IRC channel logs

2024-12-12.log

back to list of logs

<Pellescours>I’m able to understand a bit more the problem, with rumpdisk, doing a cp of a big folder (with a lot of small files) (~900M
<Pellescours>maybe less), it hang
<youpi>that maps to the usual hang I've been seeing, happening while unpacking .debs
<youpi>having more memory, or telling ext2fs to sync more often, reduces the issue
<youpi>possibly it's just when memory becomes scarce that it misbehaves
<Pellescours>In my reproducible test, I see some rumpdisk threads having the exception with code KERN_INVALID_ADDRESS. I just reproduce the case in a normal built debian VM (32bit also) and I don’t see the exception but I see the freeze too
<Pellescours>Ah by running htop at the same time I see the cache memory (yellow) increasing and when it’s close to the top, it freeze
<solid_black>hi
<solid_black>I wonder, what is it that htop reports as cache memory
<solid_black>something from vm_statistics?
<solid_black>must be vm_cache_statistics->cache_count rather
<solid_black>which is vm_object_external_pages, which is something like the number of physical pages that represent external VM object's pages
<solid_black>so yes, if that fills up the whole bar, that's when pageout would start to happen
<solid_black>Pellescours: can you see exactly what the faulting thread is doing when it gets the exception?

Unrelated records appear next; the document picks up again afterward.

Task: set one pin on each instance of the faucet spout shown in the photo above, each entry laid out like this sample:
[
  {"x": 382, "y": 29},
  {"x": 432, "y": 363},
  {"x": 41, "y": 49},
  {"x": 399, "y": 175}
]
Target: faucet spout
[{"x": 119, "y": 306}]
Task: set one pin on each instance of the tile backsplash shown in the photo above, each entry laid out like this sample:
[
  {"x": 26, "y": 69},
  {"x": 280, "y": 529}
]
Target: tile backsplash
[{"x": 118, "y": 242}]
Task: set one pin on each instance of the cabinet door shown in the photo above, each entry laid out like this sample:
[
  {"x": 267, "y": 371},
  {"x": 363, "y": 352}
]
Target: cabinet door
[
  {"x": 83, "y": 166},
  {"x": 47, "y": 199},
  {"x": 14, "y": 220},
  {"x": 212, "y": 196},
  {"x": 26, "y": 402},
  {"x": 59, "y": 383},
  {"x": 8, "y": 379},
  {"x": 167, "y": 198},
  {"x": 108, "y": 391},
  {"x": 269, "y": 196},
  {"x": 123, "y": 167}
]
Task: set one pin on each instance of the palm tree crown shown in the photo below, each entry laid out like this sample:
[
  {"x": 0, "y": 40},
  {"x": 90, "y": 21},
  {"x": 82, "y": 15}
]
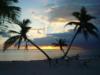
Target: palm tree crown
[
  {"x": 20, "y": 37},
  {"x": 8, "y": 11},
  {"x": 60, "y": 42},
  {"x": 82, "y": 26}
]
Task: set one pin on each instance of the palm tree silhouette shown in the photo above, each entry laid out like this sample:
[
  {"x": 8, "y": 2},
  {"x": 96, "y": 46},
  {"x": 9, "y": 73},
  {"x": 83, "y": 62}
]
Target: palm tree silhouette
[
  {"x": 60, "y": 42},
  {"x": 82, "y": 26},
  {"x": 8, "y": 12},
  {"x": 17, "y": 39}
]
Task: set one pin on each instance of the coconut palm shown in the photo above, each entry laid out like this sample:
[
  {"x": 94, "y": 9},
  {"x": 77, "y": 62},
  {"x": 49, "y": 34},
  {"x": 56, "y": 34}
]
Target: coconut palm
[
  {"x": 82, "y": 26},
  {"x": 60, "y": 42},
  {"x": 8, "y": 12},
  {"x": 17, "y": 39}
]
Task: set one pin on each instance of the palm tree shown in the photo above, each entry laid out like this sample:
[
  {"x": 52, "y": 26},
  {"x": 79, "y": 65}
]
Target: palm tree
[
  {"x": 60, "y": 42},
  {"x": 17, "y": 39},
  {"x": 82, "y": 26},
  {"x": 8, "y": 12}
]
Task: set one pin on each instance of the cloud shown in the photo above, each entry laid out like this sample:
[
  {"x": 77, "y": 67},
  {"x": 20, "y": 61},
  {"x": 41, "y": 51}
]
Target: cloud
[{"x": 66, "y": 7}]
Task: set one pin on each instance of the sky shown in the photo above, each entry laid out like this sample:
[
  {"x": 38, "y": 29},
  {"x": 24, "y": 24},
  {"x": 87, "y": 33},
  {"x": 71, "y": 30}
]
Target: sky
[{"x": 48, "y": 18}]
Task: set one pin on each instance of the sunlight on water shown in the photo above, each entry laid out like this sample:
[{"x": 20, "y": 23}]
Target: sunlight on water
[{"x": 12, "y": 55}]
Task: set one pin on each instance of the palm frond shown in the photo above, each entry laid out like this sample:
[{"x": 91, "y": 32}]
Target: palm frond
[
  {"x": 89, "y": 17},
  {"x": 26, "y": 22},
  {"x": 10, "y": 42}
]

<solid_black>let's just fix the pageout bugs, sounds like they've been plaguing us for too long
<solid_black>or perhaps you can tell me how to reproduce this?

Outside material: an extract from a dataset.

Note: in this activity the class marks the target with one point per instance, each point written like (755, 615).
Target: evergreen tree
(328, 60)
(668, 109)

<solid_black>is it just causing pageout in any way w/ rumpdisk?
<solid_black>hi ZhaoM!
<ZhaoM>solid_black: hi
<solid_black>I saw RTC got merged?
<solid_black>congrats
<solid_black>what are you going to hack on next?
<ZhaoM>Thanks
<ZhaoM>Now I'm browsing the TODO list on the website
<ZhaoM>even though there are still some minor things about RTC
<ZhaoM>like adding wiki and a proper RTC_UIE_ON implementation
<ZhaoM>And I found there are so many entries on the open issue page
<ZhaoM>Maybe it's worth to check if all of them are up-to-date
<solid_black>my impression was many of them aren't
<ZhaoM>Then I may spend some time on it before I find something I'm keen to hack on :)
<gfleury>Hi
<solid_black>hi gfleury
<gfleury>hi solid_black
<gfleury>ZhaoM: https://darnassus.sceen.net/~hurd-web/contributing/ start with this under TODO List
<solid_black>oh, getting rid of executable stacks would be very cool indeed
<gfleury>That the most pressing but Ask before because some are fixed
<solid_black>if you take up SA_NOCLDWAIT, please talk to me about how that interacts with my plans for new signals
<gfleury>solid_black: you want to reimplement signals
<solid_black>kind of, yes
<solid_black>the good news is the huge monster of signal handling code path in glibc stays the same
<solid_black>but there'd be new RPCs and new glibc APIs
<solid_black>it's related to the GDB vs msgport issue (see the email I sent on April 2nd two years ago), and to killing suid processes
<gfleury>Nice
<solid_black>I have way too many plans and way too little motivation :)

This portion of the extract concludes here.